I am confused by the title `Arc, an open-source Databricks alternative `. One of the main benefits of Databricks is the managed Spark. This isn't replacing Databricks as such probably giving an alternative to one of the features in Databricks.

2 comments

Yeah, agreed. I was a Databricks skeptic when I first came across it, but it's value goes a LONG way beyond just managing Spark.

For example, we found that Databrick's Spark (or their 'Delta engine' or whatever it's called) had 50-60% better performance on our workloads than than 'core' Spark. I guess that's not surprising when a large proportion of Spark contrionutors work for you and can performance tune! Not to mention things like MLFlow and all their data engineering stuff.

This is a cool project, and I admire it's ambition, but saying it's a real 'alternative' to Databricks is a bit disingenuous.

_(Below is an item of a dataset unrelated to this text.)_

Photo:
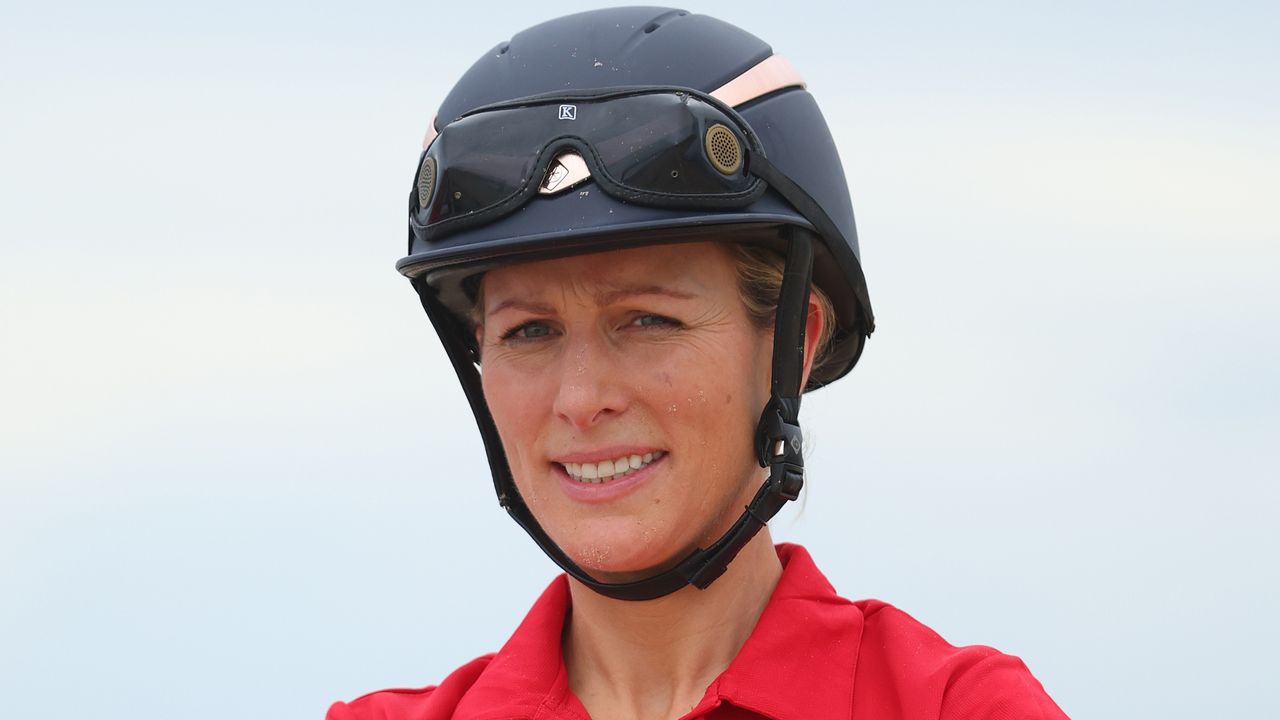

Databricks writes some good tools, but it can get pretty expensive. Kubeflow has been evolving well and is gaining lots of traction. It's pretty neat from my experience so far.
We provide multiple Docker images (https://github.com/orgs/tripl-ai/packages) that make the Spark deployment easy:

- arc-jupyter: allows you to develop on your local machine (and offline) or you can easily integrate it with a JupyterHub deployment on Kubernetes (https://zero-to-jupyterhub.readthedocs.io/en/stable/index.ht...). We have built JupyterHub on GCP Kubernetes (GKE) with full user-level auth via GCP IAM. If anyone is interested I can publish a secrets-removed version of our script.

- arc: is the execution only docker image (so is smaller than arc-jupyter). We have this orchestrated on Kubernetes too and now that Spark officially supports Kubernetes deployment it is actually really easy to create and destroy clusters on demand.